Les essais nucléaires atmosphériques par la France et les États-Unis furent aussi l’étincelle d’un autre mouvement, à l’autre bout de l’Océan Pacifique : le Mouvement pour un Pacifique indépendant et sans nucléaire. Une composante importante de ce mouvement fut la WNFIP – Les Femmes pour un Pacifique indépendant et sans nucléaire. Une des raisons de l’engagement de ces femmes était les terribles malformations à la naissance des enfants qu’elles mettaient au monde après avoir été elles-mêmes irradiées par les essais nucléaires.
Plus tard, dans les années 1980, a eu lieu une énorme mobilisation des femmes en Grande-Bretagne contre l’accueil de missiles de croisières et de missiles nucléaires Pershing. Nul n’aura besoin de le rappeler aux lecteurs et lectrices du mouvement pacifiste britannique. Cette mobilisation avait pour cible principale la base aérienne à Greenham Common, où un arsenal nucléaire substantiel devait être entreposé. Un jour, un groupe de femmes est parti de Cardiff au Pays de Galles pour marcher les 160 km les séparant de Greenham. Une fois arrivée, le 5 septembre 1981, quatre d’entre elles se sont enchaînées à la grille avec pour requête un débat télévisé avec le secrétaire d’État à la Défense. Ce fut le début d’un campement féminin spontané pour la paix qui abrita bientôt plus d’une centaine de femmes sous des abris précaires. Des milliers de femmes supplémentaires les rejoignaient chaque week-end, en provenance de groupe de soutien aux « Femmes de Greenham » qui se sont créés dans tout le pays. Le 12 décembre 1982, elles étaient environ 30 000 femmes à venir manifester Greenham Common, suffisamment pour qu’une chaîne humaine féminine entoure les 14 km de grillages de la base. Le camp a perduré jusqu’au retour du dernier missile pour les États-Unis en 1991.
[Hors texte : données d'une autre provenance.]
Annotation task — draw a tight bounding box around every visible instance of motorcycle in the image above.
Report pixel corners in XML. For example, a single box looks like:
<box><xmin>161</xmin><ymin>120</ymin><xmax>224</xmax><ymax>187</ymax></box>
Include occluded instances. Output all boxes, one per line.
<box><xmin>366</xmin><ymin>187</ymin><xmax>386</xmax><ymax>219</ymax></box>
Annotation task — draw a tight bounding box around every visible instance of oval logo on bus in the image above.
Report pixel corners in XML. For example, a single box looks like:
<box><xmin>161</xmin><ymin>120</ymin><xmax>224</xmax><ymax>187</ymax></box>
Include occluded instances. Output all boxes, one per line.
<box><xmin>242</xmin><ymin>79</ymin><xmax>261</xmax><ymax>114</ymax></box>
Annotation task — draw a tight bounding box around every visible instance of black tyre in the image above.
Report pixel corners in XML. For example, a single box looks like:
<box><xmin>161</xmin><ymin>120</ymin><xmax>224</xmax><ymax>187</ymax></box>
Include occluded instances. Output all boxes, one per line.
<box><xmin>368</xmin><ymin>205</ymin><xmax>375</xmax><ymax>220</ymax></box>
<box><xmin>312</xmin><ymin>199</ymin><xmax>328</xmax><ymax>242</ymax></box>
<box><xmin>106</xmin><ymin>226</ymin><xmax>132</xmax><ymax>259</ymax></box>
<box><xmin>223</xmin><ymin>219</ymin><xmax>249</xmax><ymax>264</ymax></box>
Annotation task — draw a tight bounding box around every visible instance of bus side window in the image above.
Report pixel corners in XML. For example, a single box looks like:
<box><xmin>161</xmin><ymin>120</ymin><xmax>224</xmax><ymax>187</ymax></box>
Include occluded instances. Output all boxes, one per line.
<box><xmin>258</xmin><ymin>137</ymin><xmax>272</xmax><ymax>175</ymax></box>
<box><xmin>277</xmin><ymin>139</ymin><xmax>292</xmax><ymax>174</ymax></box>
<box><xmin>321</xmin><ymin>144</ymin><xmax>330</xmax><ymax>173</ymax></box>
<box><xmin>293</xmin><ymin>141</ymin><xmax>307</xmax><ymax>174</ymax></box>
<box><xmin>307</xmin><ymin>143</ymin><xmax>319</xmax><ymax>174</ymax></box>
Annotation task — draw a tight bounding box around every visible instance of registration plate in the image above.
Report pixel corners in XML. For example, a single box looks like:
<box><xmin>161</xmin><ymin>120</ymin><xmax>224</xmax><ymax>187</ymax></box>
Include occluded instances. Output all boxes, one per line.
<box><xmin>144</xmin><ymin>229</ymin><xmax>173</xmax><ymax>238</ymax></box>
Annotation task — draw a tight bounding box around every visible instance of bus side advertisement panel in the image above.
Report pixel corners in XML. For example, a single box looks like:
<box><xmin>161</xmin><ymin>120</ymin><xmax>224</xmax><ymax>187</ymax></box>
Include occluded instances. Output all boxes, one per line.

Greenham fut un lieu où des femmes se sont mises en réseau à l’échelle mondiale, autour de la problématique du nucléaire. Une des femmes qui est venue à Greenham d’Australie était Zohl de Ishtar, qui a participé à la création du Mouvement des femmes pour un Pacifique indépendant et sans nucléaire. Les femmes qui s’opposaient à l’arrivée des missiles de croisière en Grande-Bretagne étaient en relation avec d’autres se mobilisant contre les mêmes armements à Comiso, en Sicile, à Pine Gap, en Australie, et aux Seneca Falls, à New York.
Les femmes du campement de Greenham ont poursuivi leur mobilisation en contribuant énormément aux luttes antinucléaires par la suite. Pour n’en citer que trois : Helen John a fondé un autre camp féminin pour la Paix en 1993, à la station de détection des missiles de Menwith Hill ; Rebecca Johnson (une des plus actives comme soutien au blocage des femmes du 15 février 2010) a mis en place le Acronym Institute for Disarmament Diplomacy et voyage continuellement à travers le monde en tant que spécialiste réputée dans le contrôle des armes nucléaires. Elle fut aussi une des fondatrices du Camp féminin pour la paix à Aldermaston (Aldermaston Women’s Peace Camp – AWPC) en 1985. Enfin, Sian Jones, qui aida ensuite à la mobilisation de la Campagne féminine pour la paix d’Aldermaston (Aldermaston Women’s Peace Campaign – AWPC), a enquêté sur les développements de l’AWE (Atomic Weapons Establishment – l’usine d’armes atomique à Aldermaston) et publié sur ceux-ci depuis près de deux décennies.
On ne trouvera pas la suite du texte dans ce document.